A Gentle Introduction to CUDA PTX
philipfabianek.com59 points by ashvardanian 5 days ago
59 points by ashvardanian 5 days ago
Very interesting. It sounds like tuning at the PTX level can increase workload efficiencies, such as quote "Specifically, we employ customized PTX (Parallel Thread Execution) instructions" from the DeepSeek folks https://arxiv.org/abs/2412.19437.
Agreed! The gulf between pure-C++ CUDA and PTX is getting larger with these optimizations. My understanding is that Deepseek used PTX instructions that either had no corresponding C++ implemented (like `wgmma` mentioned in the article) or uncommon permutations of modifiers (`LD.Global.NC.L1::no_allocate.L2::256b`).
It’s really not true anymore that PTX is forward compatible. There’s a subset that is but any of the new interesting interfaces that have been added are not forward compatible and change in each microarchitectural revision. Most of the reason you’d drop down to PTX anyway is to use those; otherwise compilers are fairly good these days and it’s rarely the case you’ll see PTX unless you’re profiling.
Is this analogy valid: Writing PTX is like writing assembly instead of a higher-level language (C, C++, rust etc) for CPU code? E.g. normally the higher level code compiles to it, but you can do optimizations by going lower?

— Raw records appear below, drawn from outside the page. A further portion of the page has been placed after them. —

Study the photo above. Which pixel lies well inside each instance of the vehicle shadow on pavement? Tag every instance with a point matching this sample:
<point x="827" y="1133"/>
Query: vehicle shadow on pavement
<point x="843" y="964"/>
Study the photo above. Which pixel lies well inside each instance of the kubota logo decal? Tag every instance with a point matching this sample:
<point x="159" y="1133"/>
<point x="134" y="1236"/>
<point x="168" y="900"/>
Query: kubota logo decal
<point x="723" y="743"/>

For context, like the opening paragraph in the article goes into, I generate PTX code regularly, but have no idea what the actual code in the PTX file means!
I'm curious about the forward compatibility the article goes into. I only experience that to a point: Code compiled on Cuda 12 does not seem to work on machines with Cuda 13.
Indeed, this is one way to think about it. However, PTX is an instruction set for a virtual machine, not the actual hardware. The true, hardware-specific assembly is called SASS (Streaming Assembly) and the PTX code is translated into SASS by the GPU driver (using ptxas) in a final compilation step. Unlike SASS, PTX is (mostly) forward compatible.
I don't know the details about your CUDA 12 vs. 13 issue but I think it is not about hardware compatibility but more about the software stack. An application linked against CUDA 12 libraries and might not work with CUDA 13 libraries.
That's not much different than a modern CPU with an OS on top; where you have the OS doing some of the scheduling then the CPU is splitting up the instructions into microinstructions and then scheduling them again in finer detail (hyperthreading and such). Seems to me there must be a C-level syntax and compiler so you're not manually splitting up individual adds and such and is still capable of optimizing the math effectively. But if that were true, we wouldn't have AAA game studios going to NVidia to optimize their game engines for each individual game.